Abstract

A symmetrical radio over a colorless wavelength-division multiplexing passive optical network with wavelength reuse based on polarization multiplexing and coherent detection incorporating digital phase noise cancellation is proposed and experimentally demonstrated. For the downlink, two optical signals are intensity modulated by two different 16-QAM downstream microwave vector signals that are polarization multiplexed at the optical line terminal (OLT). Then, the two orthogonally polarized optical signals are transmitted to the optical network unit (ONU). At the ONU, one of the two orthogonally polarized optical signals is selected to be reused for the uplink transmission.
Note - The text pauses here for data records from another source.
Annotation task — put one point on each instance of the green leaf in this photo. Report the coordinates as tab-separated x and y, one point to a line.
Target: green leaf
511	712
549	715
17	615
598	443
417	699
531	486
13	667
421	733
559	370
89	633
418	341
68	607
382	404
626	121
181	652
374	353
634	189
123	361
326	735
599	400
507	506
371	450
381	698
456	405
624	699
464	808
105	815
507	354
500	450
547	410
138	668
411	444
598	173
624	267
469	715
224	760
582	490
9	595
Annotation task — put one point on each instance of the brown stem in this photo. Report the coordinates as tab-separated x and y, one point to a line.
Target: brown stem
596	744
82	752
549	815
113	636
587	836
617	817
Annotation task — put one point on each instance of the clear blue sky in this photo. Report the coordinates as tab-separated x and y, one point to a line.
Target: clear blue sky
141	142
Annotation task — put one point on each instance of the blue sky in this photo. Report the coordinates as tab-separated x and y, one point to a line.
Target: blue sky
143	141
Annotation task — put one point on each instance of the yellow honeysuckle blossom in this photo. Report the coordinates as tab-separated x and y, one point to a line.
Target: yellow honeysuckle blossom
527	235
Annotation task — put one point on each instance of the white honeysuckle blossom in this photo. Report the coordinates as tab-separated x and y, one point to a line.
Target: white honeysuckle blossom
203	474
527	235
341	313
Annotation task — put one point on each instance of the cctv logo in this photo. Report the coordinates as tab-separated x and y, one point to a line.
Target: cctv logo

Then, the reused optical signal is split into two channels by a 3-dB coupler. One portion of the reused optical signal is phase modulated by a 16-QAM upstream microwave vector signal, while the other portion is intensity modulated by another 16-QAM upstream microwave vector signal. Again, the two portions of the optical signals are polarization multiplexed and transmitted back to the OLT. At the OLT, a coherent receiver with a digital signal processing (DSP) unit is used to detect the upstream optical signals. Two DSP algorithms are developed to recover the two 16-QAM upstream microwave vector signals. The transmission of two 2.5-Gb/s 16-QAM downstream microwave vector signals and two 2.5-Gb/s 16-QAM upstream microwave vector signals over a 10.5-km single-mode fiber is experimentally demonstrated. The error vector magnitudes for both the down and upstream transmissions are measured to be 7.3% and 8.65%, which are good enough to achieve error-free transmission with forward error correction.